You can also add whatever other veggies you like, such as steamed kale, pak choi or broccoli; sliced pepper and shredded carrot or purple cabbage.
Oil-free, vegan salad dressing
I love to find different bases with which a healthy oil-free vegan salad dressing can be made, as well as various flavour combos that have the power to turn an otherwise boring salad into something quite incredible.
It can be hard to keep salad dressings oil-free yet still make them creamy and satisfying. Though some people might think that a salad without oil is a bit crazy, my personal view is that it’s better to gain our daily fats from whole, minimally processed ingredients that come as ‘package’ foods (meaning they contain other nutrients and macros besides fat).
Though oil might add a certain creaminess to dressings and offer a dose of omega 3s and 6s, they are still a highly processed food and don’t contain any other nutrients. It may sound like a challenge, but I’ve had great success creating some delicious dressings without oil, and also turning other dressing recipes oil-free by subbing water or veg-stock.

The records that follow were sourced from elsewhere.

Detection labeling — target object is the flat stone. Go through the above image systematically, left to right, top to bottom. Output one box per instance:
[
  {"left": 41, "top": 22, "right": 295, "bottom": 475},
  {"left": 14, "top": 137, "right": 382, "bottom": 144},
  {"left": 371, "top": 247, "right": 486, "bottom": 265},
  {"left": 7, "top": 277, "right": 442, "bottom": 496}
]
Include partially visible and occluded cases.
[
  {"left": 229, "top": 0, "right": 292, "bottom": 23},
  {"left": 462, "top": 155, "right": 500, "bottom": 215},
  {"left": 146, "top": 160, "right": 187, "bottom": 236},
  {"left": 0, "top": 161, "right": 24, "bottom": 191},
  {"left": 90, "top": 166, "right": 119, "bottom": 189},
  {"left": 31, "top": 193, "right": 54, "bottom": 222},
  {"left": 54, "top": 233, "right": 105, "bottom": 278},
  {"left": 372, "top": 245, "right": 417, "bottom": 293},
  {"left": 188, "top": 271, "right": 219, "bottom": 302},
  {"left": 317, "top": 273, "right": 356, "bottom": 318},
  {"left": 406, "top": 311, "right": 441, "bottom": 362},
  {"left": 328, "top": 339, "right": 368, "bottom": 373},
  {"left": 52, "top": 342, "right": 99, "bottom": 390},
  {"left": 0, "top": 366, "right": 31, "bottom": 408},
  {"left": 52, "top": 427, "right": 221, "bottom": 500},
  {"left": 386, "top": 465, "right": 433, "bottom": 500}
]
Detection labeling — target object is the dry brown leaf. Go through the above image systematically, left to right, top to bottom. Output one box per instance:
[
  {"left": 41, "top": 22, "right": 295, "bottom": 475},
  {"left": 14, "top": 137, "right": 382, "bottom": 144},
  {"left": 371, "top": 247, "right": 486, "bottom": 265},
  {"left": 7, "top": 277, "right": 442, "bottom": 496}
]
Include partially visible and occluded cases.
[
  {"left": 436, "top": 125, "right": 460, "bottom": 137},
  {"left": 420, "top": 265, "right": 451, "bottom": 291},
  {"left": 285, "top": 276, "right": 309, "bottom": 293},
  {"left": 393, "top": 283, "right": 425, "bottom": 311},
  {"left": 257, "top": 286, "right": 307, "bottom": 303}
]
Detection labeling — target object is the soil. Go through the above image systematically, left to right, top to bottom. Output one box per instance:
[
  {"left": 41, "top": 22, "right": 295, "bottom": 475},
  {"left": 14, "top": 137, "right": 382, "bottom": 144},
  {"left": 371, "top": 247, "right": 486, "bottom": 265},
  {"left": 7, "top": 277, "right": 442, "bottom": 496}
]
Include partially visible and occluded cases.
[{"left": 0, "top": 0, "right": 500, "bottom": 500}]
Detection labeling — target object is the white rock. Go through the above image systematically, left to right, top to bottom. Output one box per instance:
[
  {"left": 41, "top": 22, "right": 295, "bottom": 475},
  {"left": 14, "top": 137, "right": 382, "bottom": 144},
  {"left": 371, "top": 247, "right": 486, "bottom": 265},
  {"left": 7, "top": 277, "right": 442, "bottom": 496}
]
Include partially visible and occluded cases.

The base of this salad dressing is dark brown miso paste, a fermented food made from whole soybeans and cultured brown rice. It’s thick, rich and has an intense salty flavour, making it an excellent base for most asian-inspired dressings and sauces. Usually white miso is the one to use for salads, but I went against tradition and used dark to get a deep, umami flavour. It does not disappoint.
Throw in some warm immune-boosting ginger and a splash of maple syrup to sweeten, and you’ve got yourself an easy-peasy dressing that’s strong enough to carry any meal.
Ginger-Miso Buddha Bowl Recipe
Serves 1; dressing serves 2
For the bowl:
- 1 medium sweet potato, dark patches removed, pricked all over
- 1/2 tin black beans, drained and rinsed
- 1 large handful shredded romaine
- 1/4 cup alfalfa sprouts
- 3cm block diced cucumber
- 1 tomato, diced
- Shredded carrot
- Shredded purple cabbage
- Steamed kale, broccoli or pak choi
For the dressing:
- 1/2 cup brown miso paste
- 1/2 cup water
- 1-2 tbsp maple syrup
- Thumb-sized piece ginger, sliced or grated
- 1 tbsp rice vinegar
Optional: sesame seeds, to garnish.
- Pre-heat the oven to 200°C. Place pricked sweet potato on tray and bake in centre of oven for 50 minutes to 1 hour.
- Arrange the black beans and the chopped or steamed veggies in a bowl.
- Blend all dressing ingredients together in a high speed blender. Taste and add more ginger (if you like it hotter) or more maple syrup (if you want it sweeter).
- When sweet potato is cooked (it should be squishy and caramelised), cut in half and add to the bowl with the rest of the veggies and drizzle dressing over the top.
- Sprinkle with sesame seeds (optional).